Research
Photo by Mario Jasso from Cuartoscuro.I use qualitative methods including ethnographic observations, participant observation, and interviews to illuminate the lived experiences and everyday negotiations and interpretations that workers have with the multiple and intersecting digital technologies embedded in labor platforms. My current primary research site is Mexico, where platform-based work has become an increasingly popular option among workers, and especially male workers, to generate income and make a living amid a labor market marked with informality and precarity.
Food Delivery Platform Work in Mexico, City: From 2022-2023, I conducted an ethnographic study of food delivery gig work in Mexico City. This research includes ethnographic observations at a base—a physical space, typically near restaurants and residences, where food delivery gig couriers congregate to wait to get algorithmically assigned a food order. Participant observation as a food delivery gig worker and as a coala (a local nickname given to assistants to couriers who sitbehind a courier on motorcycle or bicycle, resembling a koala hugging a tree) and 75 semi-structured interviews with food delivery gig couriers taught me how the cultural, social, geographical, and economic context of the city deeply informs how workers navigate, interpret, and resist food delivery platforms, while also shaping the multiple and intersecting digital technologies embedded in them.

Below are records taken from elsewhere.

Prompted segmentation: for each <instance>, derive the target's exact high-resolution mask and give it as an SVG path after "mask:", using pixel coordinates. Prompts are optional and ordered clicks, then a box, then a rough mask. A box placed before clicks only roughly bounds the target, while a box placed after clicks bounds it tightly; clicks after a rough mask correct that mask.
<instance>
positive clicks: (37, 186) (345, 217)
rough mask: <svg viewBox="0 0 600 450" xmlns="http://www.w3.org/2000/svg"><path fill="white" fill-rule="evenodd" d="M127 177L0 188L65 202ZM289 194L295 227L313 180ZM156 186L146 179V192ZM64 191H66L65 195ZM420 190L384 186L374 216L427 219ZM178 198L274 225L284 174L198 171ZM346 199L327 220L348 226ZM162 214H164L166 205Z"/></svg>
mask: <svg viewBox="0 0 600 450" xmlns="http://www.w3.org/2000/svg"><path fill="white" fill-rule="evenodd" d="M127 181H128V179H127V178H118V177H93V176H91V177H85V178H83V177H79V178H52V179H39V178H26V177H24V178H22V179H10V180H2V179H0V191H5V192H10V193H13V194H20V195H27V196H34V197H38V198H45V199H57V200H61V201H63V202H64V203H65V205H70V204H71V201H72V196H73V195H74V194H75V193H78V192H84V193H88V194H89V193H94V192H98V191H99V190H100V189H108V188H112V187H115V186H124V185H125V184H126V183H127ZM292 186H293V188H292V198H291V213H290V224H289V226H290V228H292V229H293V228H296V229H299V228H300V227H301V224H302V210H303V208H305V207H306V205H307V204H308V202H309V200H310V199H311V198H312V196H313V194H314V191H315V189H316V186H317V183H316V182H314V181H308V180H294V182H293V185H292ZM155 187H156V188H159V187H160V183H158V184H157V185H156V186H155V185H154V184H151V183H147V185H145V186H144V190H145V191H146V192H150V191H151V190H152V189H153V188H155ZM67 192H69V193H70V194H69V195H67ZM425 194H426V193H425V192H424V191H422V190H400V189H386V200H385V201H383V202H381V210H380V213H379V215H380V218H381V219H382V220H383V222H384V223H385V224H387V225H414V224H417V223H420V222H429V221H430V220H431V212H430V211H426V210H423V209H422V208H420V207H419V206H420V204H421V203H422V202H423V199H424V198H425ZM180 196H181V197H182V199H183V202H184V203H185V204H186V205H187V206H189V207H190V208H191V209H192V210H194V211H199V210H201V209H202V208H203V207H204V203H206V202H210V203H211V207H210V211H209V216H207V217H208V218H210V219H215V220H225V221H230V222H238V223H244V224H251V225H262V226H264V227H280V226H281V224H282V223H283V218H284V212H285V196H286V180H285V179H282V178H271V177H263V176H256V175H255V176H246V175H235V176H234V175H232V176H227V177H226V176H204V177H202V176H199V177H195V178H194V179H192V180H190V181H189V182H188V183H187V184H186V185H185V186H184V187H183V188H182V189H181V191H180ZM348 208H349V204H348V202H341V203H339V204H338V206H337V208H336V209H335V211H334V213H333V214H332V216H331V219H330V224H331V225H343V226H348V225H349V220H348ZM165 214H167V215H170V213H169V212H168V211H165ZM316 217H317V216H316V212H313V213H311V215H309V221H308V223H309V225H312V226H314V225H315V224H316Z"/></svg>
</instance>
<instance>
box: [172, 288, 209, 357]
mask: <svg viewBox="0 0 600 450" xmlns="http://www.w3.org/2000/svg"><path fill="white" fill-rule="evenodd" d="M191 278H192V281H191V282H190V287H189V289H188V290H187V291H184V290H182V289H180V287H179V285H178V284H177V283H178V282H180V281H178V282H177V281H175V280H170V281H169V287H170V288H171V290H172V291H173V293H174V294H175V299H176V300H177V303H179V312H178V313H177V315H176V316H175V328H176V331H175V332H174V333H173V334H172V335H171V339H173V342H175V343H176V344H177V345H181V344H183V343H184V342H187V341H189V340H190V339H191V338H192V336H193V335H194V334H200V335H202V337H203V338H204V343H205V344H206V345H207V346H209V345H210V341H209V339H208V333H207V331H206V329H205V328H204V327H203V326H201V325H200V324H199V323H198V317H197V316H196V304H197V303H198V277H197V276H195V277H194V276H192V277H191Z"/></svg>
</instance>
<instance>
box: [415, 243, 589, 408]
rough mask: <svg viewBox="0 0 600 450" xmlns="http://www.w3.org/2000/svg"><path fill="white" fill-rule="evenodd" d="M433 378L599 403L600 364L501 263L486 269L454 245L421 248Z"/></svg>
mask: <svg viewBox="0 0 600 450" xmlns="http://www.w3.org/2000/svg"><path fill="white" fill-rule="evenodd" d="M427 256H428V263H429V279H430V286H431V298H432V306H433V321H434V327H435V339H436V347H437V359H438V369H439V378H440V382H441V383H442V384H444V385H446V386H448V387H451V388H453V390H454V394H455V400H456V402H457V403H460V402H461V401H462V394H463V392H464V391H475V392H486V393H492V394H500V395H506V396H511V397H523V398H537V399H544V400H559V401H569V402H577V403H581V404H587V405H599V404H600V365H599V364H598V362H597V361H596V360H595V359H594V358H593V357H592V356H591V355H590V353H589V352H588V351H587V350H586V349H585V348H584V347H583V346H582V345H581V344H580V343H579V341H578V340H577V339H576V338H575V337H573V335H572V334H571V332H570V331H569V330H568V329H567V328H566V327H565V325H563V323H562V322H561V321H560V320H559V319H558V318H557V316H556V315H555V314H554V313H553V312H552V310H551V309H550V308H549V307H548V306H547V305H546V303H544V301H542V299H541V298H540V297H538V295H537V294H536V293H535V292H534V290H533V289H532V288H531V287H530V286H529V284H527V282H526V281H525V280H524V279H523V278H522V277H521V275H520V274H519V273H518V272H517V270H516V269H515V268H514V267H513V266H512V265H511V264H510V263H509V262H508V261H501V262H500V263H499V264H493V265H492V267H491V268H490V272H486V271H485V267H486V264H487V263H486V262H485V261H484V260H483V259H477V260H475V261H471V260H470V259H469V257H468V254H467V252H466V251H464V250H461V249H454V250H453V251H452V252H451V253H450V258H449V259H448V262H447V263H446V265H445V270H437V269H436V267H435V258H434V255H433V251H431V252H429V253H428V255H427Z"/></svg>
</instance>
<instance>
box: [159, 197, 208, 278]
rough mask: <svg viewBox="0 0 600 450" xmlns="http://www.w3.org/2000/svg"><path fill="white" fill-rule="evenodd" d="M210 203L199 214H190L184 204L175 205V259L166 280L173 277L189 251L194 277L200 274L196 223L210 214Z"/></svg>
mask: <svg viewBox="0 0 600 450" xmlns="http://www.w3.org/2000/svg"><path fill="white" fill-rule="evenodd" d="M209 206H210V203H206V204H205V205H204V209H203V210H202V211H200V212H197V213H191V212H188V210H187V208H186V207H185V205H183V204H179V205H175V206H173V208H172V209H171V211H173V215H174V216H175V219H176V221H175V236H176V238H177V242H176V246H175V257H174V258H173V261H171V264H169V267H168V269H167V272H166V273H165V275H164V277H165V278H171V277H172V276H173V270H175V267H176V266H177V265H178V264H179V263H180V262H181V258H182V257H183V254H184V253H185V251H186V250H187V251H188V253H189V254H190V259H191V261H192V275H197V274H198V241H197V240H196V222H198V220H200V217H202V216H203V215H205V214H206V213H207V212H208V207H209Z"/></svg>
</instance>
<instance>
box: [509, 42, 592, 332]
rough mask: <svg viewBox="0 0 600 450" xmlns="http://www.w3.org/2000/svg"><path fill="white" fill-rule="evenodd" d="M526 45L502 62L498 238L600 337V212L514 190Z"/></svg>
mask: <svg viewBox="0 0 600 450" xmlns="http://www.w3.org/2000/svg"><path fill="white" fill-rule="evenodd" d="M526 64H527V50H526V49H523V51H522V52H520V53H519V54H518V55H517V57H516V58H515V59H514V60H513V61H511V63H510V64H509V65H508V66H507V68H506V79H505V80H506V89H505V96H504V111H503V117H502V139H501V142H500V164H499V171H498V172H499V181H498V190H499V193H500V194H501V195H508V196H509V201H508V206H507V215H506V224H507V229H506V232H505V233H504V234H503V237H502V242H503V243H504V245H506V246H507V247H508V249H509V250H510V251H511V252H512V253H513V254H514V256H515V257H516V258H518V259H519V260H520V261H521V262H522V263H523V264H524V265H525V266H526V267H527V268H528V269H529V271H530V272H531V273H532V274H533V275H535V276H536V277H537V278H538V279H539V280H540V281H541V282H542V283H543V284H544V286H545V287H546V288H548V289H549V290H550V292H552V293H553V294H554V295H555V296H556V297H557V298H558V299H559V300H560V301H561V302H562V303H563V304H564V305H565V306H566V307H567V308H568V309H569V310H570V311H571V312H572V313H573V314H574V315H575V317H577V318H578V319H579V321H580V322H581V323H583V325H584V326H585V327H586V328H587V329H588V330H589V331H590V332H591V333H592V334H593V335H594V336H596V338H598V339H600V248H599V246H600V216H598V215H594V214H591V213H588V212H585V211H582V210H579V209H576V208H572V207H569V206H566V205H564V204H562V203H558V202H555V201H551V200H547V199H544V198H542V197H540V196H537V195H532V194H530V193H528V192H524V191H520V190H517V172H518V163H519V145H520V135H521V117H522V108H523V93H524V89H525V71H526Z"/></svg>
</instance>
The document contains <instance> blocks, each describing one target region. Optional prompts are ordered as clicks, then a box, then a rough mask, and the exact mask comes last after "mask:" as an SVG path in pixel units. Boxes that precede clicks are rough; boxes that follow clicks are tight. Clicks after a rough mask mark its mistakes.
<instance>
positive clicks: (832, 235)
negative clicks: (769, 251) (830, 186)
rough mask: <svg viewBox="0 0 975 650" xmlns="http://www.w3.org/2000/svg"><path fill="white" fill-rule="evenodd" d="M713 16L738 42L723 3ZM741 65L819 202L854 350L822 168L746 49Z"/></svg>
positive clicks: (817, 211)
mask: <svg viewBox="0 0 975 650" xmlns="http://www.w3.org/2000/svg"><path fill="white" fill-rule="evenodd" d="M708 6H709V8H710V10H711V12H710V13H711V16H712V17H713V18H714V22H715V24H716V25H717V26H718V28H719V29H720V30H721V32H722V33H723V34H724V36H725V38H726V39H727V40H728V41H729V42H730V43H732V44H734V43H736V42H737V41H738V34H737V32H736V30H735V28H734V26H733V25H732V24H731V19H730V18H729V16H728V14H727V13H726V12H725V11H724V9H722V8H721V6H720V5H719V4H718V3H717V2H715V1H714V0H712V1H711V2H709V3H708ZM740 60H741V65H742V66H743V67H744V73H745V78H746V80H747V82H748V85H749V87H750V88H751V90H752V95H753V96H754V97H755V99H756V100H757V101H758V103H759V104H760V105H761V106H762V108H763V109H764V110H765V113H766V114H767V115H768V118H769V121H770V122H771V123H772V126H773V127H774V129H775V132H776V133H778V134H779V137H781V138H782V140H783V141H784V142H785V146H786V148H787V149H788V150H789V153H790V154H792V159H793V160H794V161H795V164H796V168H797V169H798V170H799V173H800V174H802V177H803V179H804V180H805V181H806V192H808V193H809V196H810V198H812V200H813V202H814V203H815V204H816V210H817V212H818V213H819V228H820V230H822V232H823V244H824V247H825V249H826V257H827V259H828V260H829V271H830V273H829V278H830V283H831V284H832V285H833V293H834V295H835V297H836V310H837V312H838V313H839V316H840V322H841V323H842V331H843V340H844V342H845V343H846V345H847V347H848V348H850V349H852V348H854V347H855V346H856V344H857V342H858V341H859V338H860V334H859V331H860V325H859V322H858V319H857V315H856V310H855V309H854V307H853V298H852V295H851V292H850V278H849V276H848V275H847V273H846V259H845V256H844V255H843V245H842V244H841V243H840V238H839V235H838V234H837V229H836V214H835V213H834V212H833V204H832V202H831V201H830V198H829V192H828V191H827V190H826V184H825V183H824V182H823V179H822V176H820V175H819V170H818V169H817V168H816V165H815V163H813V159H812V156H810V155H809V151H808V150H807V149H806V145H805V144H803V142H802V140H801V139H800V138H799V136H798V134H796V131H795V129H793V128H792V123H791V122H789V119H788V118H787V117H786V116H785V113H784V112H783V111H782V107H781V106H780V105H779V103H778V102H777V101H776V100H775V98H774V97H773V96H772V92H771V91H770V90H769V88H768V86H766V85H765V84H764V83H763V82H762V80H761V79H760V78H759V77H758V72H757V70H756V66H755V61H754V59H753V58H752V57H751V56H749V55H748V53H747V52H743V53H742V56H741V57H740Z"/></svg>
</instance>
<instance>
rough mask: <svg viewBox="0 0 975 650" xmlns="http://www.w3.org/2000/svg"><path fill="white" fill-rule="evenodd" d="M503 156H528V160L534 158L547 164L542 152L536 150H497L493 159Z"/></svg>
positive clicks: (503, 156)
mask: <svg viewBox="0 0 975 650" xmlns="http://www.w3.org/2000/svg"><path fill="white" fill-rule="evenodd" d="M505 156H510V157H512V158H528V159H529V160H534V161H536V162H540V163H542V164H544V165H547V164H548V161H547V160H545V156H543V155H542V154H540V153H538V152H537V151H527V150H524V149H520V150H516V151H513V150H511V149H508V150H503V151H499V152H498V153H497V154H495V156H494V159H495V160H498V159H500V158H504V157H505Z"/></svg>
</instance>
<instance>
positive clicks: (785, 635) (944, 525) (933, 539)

Ride-Hailing Platform Work in Monterrey, Mexico: In 2016, I traveled to the Mexican metropolis of Monterrey—a city gripped by deep de-industrialization, where I spent my childhood—to interview 60 Uber drivers. While talking and driving alongside drivers, I learned the multiple strategies and routines that drivers employed to generate the most possible income while logged into the Uber app. Moreover, I learned that platform-based work was not experienced uniformly among drivers; rather, past employment trajectories shaped how workers experienced and navigated this work.